El movimiento que se desencadenó primero en Túnez a finales del 2010 y que desde allí se extendió con rapidez por toda la zona fue visto con simpatía por los gobiernos de Europa y de Estados Unidos y respaldado por sus opiniones públicas. Las revueltas populares consiguieron la caída de los regímenes autoritarios de Túnez y El Cairo en el plazo de dos meses: los presidentes Ben Alí y Hosni Mubarak se vieron obligados a abandonar el cargo y abrieron la vía a la democratización de países en los que no se había conocido otra forma de gobierno que los regímenes autoritarios. El proceso daría un giro con el derrocamiento y posterior asesinato del dictador libio Muamar El Gadafi, uno de los personajes más controvertidos que ha dado la historia de la segunda mitad del siglo XX, que supo mantenerse décadas en el poder jugando al ratón y al gato con Occidente y que tenía la llave de una de las zonas de mayor riqueza petrolífera. En Siria, el presidente Bachar Al-Assad libra una cruenta contienda civil que lo tiene aislado, que ya sólo puede terminar con su abandono del poder y que introduce un factor de enorme incertidumbre en la zona más caliente del mundo.

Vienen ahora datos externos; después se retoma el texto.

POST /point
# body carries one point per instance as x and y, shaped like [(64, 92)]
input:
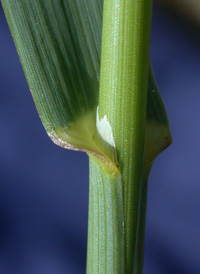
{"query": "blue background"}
[(44, 189)]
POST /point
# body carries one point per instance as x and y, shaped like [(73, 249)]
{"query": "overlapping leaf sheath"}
[(59, 44)]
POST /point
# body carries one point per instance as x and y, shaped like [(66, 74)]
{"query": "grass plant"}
[(88, 69)]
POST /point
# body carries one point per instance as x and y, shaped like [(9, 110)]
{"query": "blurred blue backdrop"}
[(44, 189)]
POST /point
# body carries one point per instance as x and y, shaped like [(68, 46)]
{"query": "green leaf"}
[(59, 44)]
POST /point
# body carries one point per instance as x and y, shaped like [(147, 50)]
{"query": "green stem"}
[(123, 99), (105, 225), (140, 238)]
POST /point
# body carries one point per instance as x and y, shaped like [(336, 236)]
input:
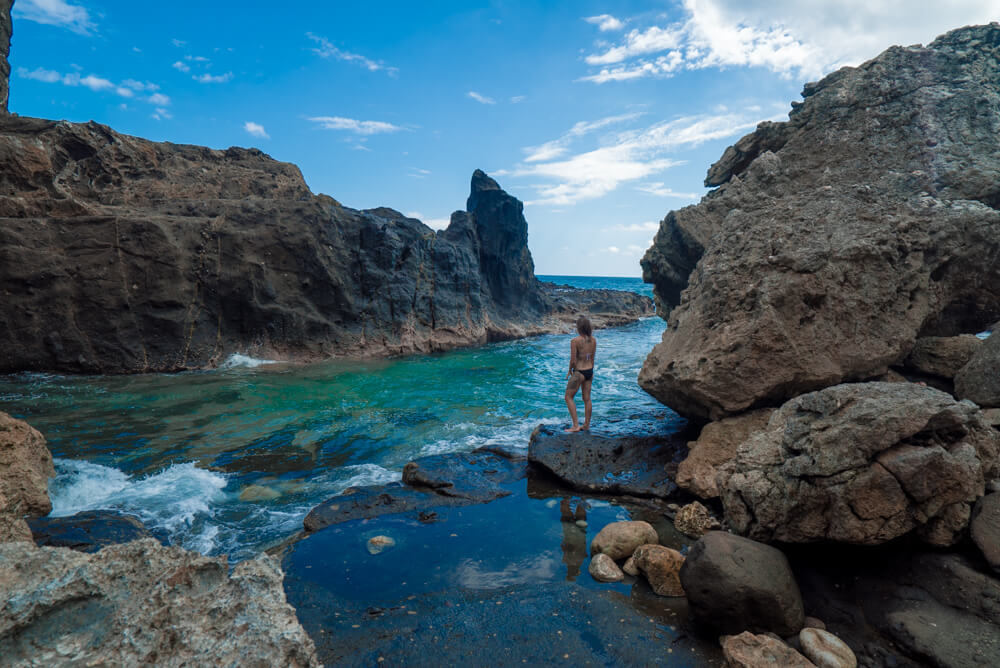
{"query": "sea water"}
[(230, 461)]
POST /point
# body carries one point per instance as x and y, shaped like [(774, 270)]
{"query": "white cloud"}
[(256, 130), (355, 126), (57, 13), (630, 156), (808, 40), (327, 50), (481, 99), (213, 78), (605, 22)]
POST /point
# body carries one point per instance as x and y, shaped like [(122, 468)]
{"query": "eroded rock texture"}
[(144, 604), (839, 237), (862, 463), (121, 255)]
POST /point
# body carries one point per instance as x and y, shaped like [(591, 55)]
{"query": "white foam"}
[(239, 360)]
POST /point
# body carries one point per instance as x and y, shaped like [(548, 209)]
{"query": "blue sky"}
[(601, 116)]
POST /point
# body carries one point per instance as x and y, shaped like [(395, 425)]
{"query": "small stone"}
[(377, 544), (604, 569), (826, 650)]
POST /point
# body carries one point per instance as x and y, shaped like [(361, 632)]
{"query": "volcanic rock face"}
[(863, 464), (839, 237)]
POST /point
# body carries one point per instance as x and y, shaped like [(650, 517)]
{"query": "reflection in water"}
[(574, 543)]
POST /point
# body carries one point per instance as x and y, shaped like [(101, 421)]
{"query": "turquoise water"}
[(230, 461)]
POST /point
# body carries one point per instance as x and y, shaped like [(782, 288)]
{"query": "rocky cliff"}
[(836, 239)]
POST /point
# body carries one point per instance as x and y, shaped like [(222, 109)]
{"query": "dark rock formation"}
[(735, 585), (862, 463), (88, 531), (839, 237), (979, 379), (633, 465)]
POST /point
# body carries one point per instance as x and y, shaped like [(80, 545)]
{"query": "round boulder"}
[(661, 566), (618, 540), (826, 650), (604, 569), (735, 584)]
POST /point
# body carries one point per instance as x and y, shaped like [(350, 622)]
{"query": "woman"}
[(581, 372)]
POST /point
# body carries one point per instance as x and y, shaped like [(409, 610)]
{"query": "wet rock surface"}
[(143, 604), (734, 584), (637, 466), (862, 463), (807, 268), (429, 483), (25, 469), (89, 531)]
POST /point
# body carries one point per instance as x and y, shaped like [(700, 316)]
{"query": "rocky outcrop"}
[(716, 445), (838, 238), (734, 584), (25, 469), (862, 463), (979, 379), (144, 604)]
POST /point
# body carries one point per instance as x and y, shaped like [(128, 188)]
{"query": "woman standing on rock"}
[(581, 372)]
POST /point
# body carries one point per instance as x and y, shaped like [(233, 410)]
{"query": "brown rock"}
[(695, 520), (715, 446), (811, 267), (604, 569), (942, 355), (861, 463), (145, 604), (825, 649), (25, 469), (619, 540), (661, 566), (757, 651)]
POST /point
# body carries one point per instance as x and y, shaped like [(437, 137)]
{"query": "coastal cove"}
[(229, 461)]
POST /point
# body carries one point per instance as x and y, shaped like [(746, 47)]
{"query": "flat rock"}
[(604, 569), (747, 650), (88, 531), (979, 379), (942, 355), (637, 466), (862, 463), (985, 528), (143, 604), (716, 445), (734, 584), (619, 540), (807, 268)]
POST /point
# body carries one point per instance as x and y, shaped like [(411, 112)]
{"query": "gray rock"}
[(979, 379), (825, 649), (619, 540), (734, 584), (807, 268), (862, 463), (604, 569), (942, 355), (144, 604), (985, 528)]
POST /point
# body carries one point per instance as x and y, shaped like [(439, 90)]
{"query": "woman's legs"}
[(571, 387)]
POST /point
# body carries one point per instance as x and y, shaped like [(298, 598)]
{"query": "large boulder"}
[(145, 604), (838, 238), (979, 379), (25, 469), (943, 355), (734, 584), (862, 463), (715, 446)]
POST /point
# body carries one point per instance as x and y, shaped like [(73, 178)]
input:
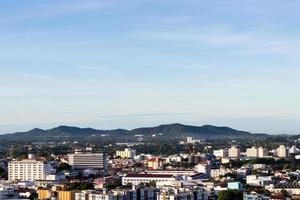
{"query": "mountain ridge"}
[(167, 130)]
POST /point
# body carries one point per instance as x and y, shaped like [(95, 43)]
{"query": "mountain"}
[(180, 130), (166, 130)]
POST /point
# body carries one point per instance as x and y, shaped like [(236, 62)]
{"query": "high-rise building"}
[(234, 152), (262, 152), (81, 160), (28, 169), (221, 153), (282, 151), (252, 152), (127, 153)]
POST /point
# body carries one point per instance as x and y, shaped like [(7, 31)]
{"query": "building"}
[(203, 168), (262, 152), (28, 170), (127, 153), (191, 140), (136, 179), (282, 151), (182, 194), (216, 173), (154, 163), (173, 172), (66, 195), (234, 152), (254, 180), (44, 194), (82, 161), (254, 196), (252, 152), (221, 153), (234, 186)]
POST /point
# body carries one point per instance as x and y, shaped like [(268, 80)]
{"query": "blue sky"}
[(126, 64)]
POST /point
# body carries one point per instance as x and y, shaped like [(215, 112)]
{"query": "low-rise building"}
[(136, 179)]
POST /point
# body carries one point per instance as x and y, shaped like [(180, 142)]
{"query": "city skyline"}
[(113, 64)]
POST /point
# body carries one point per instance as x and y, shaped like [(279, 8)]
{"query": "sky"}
[(125, 64)]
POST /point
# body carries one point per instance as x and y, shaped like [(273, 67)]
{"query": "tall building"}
[(221, 153), (252, 152), (28, 170), (234, 152), (127, 153), (282, 151), (262, 152), (81, 160)]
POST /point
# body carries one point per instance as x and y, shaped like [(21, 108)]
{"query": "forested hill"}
[(166, 130)]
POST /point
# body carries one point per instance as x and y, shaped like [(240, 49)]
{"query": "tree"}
[(230, 195)]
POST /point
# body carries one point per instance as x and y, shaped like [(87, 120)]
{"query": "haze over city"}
[(126, 64)]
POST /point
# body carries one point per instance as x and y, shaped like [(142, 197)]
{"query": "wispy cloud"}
[(251, 42), (56, 8)]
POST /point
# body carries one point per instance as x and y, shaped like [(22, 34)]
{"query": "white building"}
[(252, 152), (216, 173), (221, 153), (234, 152), (136, 179), (254, 180), (293, 150), (262, 152), (191, 140), (282, 151), (203, 168), (87, 161), (28, 170), (127, 153)]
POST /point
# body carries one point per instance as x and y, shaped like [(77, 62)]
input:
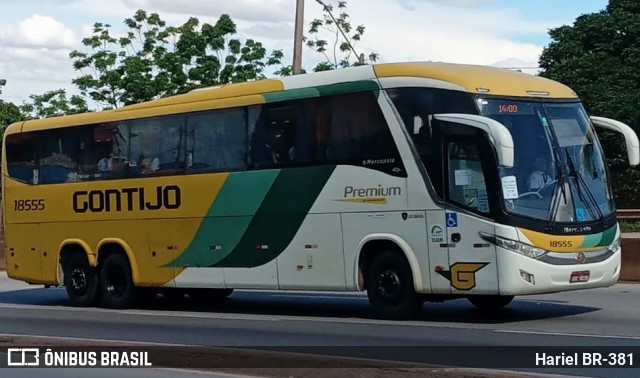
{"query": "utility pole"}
[(297, 48)]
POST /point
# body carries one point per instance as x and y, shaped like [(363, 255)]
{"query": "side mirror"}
[(498, 133), (630, 137)]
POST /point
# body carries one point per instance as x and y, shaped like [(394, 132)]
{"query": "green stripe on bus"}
[(323, 90), (279, 217), (291, 94), (353, 86), (591, 240), (608, 236), (228, 218)]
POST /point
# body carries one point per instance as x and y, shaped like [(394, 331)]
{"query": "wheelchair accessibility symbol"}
[(452, 220)]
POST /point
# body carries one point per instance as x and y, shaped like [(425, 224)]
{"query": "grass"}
[(630, 225)]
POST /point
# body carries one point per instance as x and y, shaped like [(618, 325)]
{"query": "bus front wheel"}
[(80, 281), (116, 281), (491, 302), (390, 288)]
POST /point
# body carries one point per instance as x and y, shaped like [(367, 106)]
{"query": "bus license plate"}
[(580, 276)]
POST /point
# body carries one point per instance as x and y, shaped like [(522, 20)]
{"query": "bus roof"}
[(470, 78)]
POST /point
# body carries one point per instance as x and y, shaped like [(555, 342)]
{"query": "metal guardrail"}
[(628, 214)]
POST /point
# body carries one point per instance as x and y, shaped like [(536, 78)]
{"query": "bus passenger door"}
[(472, 260)]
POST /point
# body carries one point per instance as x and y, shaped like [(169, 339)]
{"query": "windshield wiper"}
[(592, 202), (556, 202)]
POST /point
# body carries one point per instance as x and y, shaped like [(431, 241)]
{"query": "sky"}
[(36, 36)]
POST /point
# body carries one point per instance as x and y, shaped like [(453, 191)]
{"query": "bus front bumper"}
[(521, 275)]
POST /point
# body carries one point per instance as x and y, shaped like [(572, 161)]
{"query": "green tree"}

El balance que se puede hacer de lo que se dio en llamar la primavera árabe  es descorazonador. La democracia no se ha abierto paso en una región donde nunca la hubo y  que se ha convertido en el principal peligro para la estabilidad mundial. Occidente mira con más que justificada preocupación a lo que ocurre en el amplio arco que empieza en Mauritania y termina en el Golfo Pérsico. Allí nos jugamos los actuales suministros energéticos y buena parte de las reservas del futuro. Y si se mira el mapa de la zona, quizás sólo podamos encontrar cierta estabilidad en países como Marruecos, que cada vez mira más a Europa y menos a sus vecinos, y que supo ponerse de espaldas al temporal anunciando tímidas reformas,  o en férreas monarquías feudales como Arabia Saudí. Pero piezas clave del tablero, como Egipto, son una caja de bombas donde cualquier cosa es posible. Allí Mohammed Morsi ha ganado dos elecciones: la que le llevó al poder tras el derrocamiento de Mubarak y la que le permitió elaborar una Constitución de corte islamista. Pero, lejos de lograr un clima de normalidad, la política de Morsi ha fortalecido a una oposición que ha vuelto a llenar la plaza Tahrir de enfurecidos manifestantes, se ha enfrentado al Poder Judicial, y el Ejército, el verdadero factor de poder en Egipto, ya le ha advertido que actuará si el presidente no logra llevar la tranquilidad al país.

En Libia la situación es incluso peor. La caída de Gadafi, en la que fue decisiva la intervención de la OTAN, dejó un vacío de poder en Trípoli que las nuevas autoridades impuestas por Occidente no pudieron llenar. En un país tribal, lleno de armas y donde las milicias de carácter islamista ejercen cada vez mayor control, el Estado no existe más allá de la capital o alguna gran ciudad, como demostró el ataque al consulado de Estados Unidos en Bengasi que costó la vida al embajador norteamericano en el país.

El tercer foco de tensión es Siria, donde la represión ejercida por Al-Assad ha metido al país en una espiral de sangre y terror que parece propia de las guerras de siglos atrás. La caída del régimen sirio se da por segura. Pero lo que venga detrás puede ser una república islámica que agrave todavía más las cosas. Mientras tanto el conflicto se eterniza y cuando se escriben estas líneas parece muy lejos de terminar.

La guerra contra los islamistas en Malí, que amenaza con convertirse en un nuevo Afganistán y donde el resto de Europa ha dejado sola a Francia, completa un rompecabezas en el que Estados Unidos y la Unión Europea se juegan mucho, pero que no pierden de vista ni China ni Rusia. La partida de ajedrez quizás está todavía en sus primeros movimientos. Pero lo que ya está claro es que la primavera árabe no floreció.